Jay is no longer allowed to see his daughter. He only knows that it still exists because alimony is deducted from his account every month. His ex-wife took the then three-year-old with her from Paris to Tokyo – and in Japan, custody has a special regulation: children are only allowed to have one legal guardian – and Gaijins (Japanese for foreigners) have a particularly bad hand. Jay can’t legally meet his daughter until her 18th birthday, but that’s still six years away. And so he constantly roams Tokyo in his taxi, hoping for the actually impossible to become reality one day.

One day Lily gets into a taxi in front of a school. He immediately senses that his daughter is sitting in the back seat, but doesn’t want to identify himself for the time being because he has concerns about her reaction. But Jay is not alone – the film makes it clear that one-sided custody is a problem that affects others too, not just foreigners. A desperate acquaintance, Jessica (Judith Chemla), is going through the same thing: her Japanese husband has left her and taken their son with him, and she is now part of a self-help group of excluded parents…

About the difficulty of arriving in a country

“A Missing Part” not only tells of a father looking for his daughter, but also of unsuccessful efforts at integration. Films about foreigners who lose themselves in Japanese culture have almost formed their own small subgenre since Sofia Coppola’s “Lost in Translation” (2003). But strangeness as a motif has rarely come to the fore as clearly as it does here: Jay isn’t one Fish out of waterJapan has become his home. He speaks Japanese impressively well (hats off to Duris!) and is so familiar with the area that even local drivers get tips from him.

He even owns a property, is involved in the community and was previously married to a Japanese woman. Nevertheless, he is repeatedly told that he is not a part of society – whether from Jessica or his mother-in-law, who tells him that he should “go back to his country”. He is constantly made aware that he is always one Gaijin will stay, although, as he says during the argument with his mother-in-law, he also sees it as his country.

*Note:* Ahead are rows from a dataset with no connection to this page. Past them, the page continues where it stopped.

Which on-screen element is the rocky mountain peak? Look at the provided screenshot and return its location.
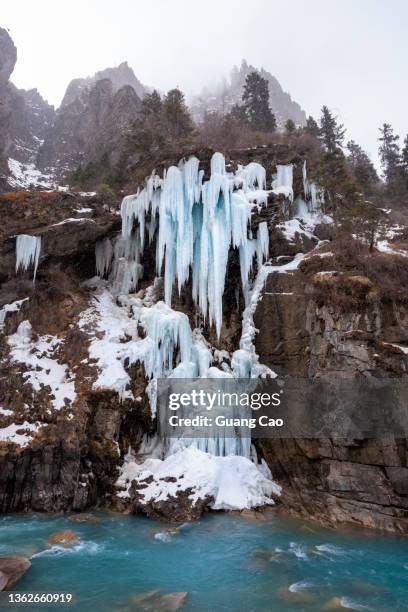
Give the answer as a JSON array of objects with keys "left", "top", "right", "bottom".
[
  {"left": 191, "top": 59, "right": 306, "bottom": 127},
  {"left": 61, "top": 62, "right": 146, "bottom": 107},
  {"left": 0, "top": 28, "right": 17, "bottom": 84}
]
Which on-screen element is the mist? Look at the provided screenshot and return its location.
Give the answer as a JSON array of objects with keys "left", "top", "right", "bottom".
[{"left": 1, "top": 0, "right": 408, "bottom": 163}]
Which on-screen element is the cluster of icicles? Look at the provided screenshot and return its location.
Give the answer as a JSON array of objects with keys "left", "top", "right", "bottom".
[
  {"left": 96, "top": 153, "right": 269, "bottom": 335},
  {"left": 95, "top": 153, "right": 320, "bottom": 457},
  {"left": 16, "top": 234, "right": 41, "bottom": 280}
]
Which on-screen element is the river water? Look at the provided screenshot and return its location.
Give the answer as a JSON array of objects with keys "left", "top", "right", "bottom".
[{"left": 0, "top": 511, "right": 408, "bottom": 612}]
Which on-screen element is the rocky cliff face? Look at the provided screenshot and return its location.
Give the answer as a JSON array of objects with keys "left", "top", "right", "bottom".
[
  {"left": 0, "top": 28, "right": 145, "bottom": 191},
  {"left": 0, "top": 147, "right": 408, "bottom": 533},
  {"left": 0, "top": 28, "right": 54, "bottom": 181},
  {"left": 61, "top": 62, "right": 146, "bottom": 107},
  {"left": 0, "top": 193, "right": 152, "bottom": 512},
  {"left": 191, "top": 60, "right": 306, "bottom": 127},
  {"left": 38, "top": 78, "right": 141, "bottom": 178}
]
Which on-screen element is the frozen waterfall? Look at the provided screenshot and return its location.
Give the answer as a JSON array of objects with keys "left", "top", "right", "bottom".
[
  {"left": 96, "top": 153, "right": 268, "bottom": 336},
  {"left": 16, "top": 234, "right": 41, "bottom": 280}
]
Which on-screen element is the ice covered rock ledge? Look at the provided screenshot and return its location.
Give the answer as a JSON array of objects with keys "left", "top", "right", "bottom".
[{"left": 117, "top": 446, "right": 281, "bottom": 522}]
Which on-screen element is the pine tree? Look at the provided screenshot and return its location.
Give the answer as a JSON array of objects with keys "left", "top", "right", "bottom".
[
  {"left": 304, "top": 115, "right": 320, "bottom": 138},
  {"left": 142, "top": 89, "right": 163, "bottom": 117},
  {"left": 242, "top": 71, "right": 276, "bottom": 132},
  {"left": 346, "top": 140, "right": 379, "bottom": 193},
  {"left": 320, "top": 106, "right": 346, "bottom": 153},
  {"left": 378, "top": 123, "right": 402, "bottom": 192},
  {"left": 162, "top": 88, "right": 194, "bottom": 138}
]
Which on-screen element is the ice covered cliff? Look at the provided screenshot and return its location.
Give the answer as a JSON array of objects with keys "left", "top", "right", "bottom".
[{"left": 90, "top": 153, "right": 322, "bottom": 509}]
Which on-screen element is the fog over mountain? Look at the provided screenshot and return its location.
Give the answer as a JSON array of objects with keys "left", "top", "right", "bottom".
[{"left": 1, "top": 0, "right": 408, "bottom": 169}]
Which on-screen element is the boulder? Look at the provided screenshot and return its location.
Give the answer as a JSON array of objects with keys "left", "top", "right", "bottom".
[
  {"left": 0, "top": 556, "right": 31, "bottom": 591},
  {"left": 48, "top": 529, "right": 79, "bottom": 547}
]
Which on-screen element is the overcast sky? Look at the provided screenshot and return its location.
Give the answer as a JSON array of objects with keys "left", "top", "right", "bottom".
[{"left": 0, "top": 0, "right": 408, "bottom": 167}]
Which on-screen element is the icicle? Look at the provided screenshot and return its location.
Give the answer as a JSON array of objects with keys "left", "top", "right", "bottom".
[
  {"left": 256, "top": 221, "right": 269, "bottom": 267},
  {"left": 302, "top": 160, "right": 310, "bottom": 200},
  {"left": 211, "top": 153, "right": 225, "bottom": 176},
  {"left": 272, "top": 164, "right": 293, "bottom": 200},
  {"left": 310, "top": 183, "right": 324, "bottom": 212},
  {"left": 95, "top": 238, "right": 113, "bottom": 278},
  {"left": 16, "top": 234, "right": 41, "bottom": 281},
  {"left": 237, "top": 162, "right": 266, "bottom": 190}
]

One day Lily suddenly finds herself sitting in the back seat of the taxi.

One day Lily suddenly finds herself sitting in the back seat of the taxi.

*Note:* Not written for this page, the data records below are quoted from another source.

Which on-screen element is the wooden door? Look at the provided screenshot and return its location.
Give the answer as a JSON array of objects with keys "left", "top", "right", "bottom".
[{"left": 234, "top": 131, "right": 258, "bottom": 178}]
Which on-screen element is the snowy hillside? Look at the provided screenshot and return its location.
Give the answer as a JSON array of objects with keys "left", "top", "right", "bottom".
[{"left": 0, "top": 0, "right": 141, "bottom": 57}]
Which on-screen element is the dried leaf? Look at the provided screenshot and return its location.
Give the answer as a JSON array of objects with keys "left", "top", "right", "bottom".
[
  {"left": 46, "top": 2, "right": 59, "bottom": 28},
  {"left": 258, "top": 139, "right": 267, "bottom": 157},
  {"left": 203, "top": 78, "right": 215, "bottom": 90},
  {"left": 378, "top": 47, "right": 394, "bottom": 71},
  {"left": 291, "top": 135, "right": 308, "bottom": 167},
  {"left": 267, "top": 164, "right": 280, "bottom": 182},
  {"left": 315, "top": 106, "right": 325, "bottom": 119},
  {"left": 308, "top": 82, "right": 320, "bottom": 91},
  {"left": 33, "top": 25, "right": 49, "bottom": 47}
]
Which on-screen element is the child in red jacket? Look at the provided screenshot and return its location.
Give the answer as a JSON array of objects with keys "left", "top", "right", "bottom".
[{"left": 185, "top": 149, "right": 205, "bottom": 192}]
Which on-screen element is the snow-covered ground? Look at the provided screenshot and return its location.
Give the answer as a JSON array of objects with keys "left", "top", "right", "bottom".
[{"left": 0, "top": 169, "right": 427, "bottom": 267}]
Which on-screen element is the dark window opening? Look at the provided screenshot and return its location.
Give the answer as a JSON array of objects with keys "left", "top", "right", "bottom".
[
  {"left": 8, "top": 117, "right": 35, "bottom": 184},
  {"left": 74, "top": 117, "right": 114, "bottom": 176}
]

This gives the figure an additional tragedy and reflects local integration debates. But “A Missing Part” does not take refuge in bitterness, but looks at its story with optimism. Lily is a level-headed twelve-year-old who refuses to be deterred and whose growing longing to see her father again is made palpable by the fantastic young actress Mei Cirne-Masuki with small gestures such as a fleeting kiss on the cheek. It is also Lily who ultimately finds a way to possibly permanently put the two “missing parts” of the title back together.

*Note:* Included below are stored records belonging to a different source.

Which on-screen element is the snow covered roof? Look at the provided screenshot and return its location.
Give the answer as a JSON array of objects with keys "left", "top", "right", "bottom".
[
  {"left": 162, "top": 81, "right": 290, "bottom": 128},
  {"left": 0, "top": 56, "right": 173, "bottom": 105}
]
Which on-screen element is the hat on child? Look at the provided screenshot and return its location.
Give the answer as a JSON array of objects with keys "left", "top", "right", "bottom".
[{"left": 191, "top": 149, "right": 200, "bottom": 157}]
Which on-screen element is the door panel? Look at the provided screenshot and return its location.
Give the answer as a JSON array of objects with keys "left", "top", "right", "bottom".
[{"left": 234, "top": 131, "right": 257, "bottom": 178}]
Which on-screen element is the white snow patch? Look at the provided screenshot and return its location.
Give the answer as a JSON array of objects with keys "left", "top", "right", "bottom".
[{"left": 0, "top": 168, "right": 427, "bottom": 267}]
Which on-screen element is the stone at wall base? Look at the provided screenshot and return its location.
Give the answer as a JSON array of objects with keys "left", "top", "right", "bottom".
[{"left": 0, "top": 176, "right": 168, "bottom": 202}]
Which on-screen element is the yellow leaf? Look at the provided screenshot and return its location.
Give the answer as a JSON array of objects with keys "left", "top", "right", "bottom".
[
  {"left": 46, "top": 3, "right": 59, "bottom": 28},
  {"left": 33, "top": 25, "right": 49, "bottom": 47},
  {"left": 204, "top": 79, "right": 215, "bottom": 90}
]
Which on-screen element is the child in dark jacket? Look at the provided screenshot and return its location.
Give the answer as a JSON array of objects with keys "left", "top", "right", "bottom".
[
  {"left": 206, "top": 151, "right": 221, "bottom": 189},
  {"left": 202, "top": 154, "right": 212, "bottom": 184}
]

Conclusion: Emotional, but never cheesy, occasionally even humorous divorce drama that not only tells of the effects of rigorous custody laws, but also of the difficulty of really arriving in a country. A great Romain Duris, who practically shoulders the entire, beautifully illustrated film, but also the no less convincing young actress Mei Cirne-Masuki make “A Missing Part” perhaps one of the most beautiful European Japanese films ever.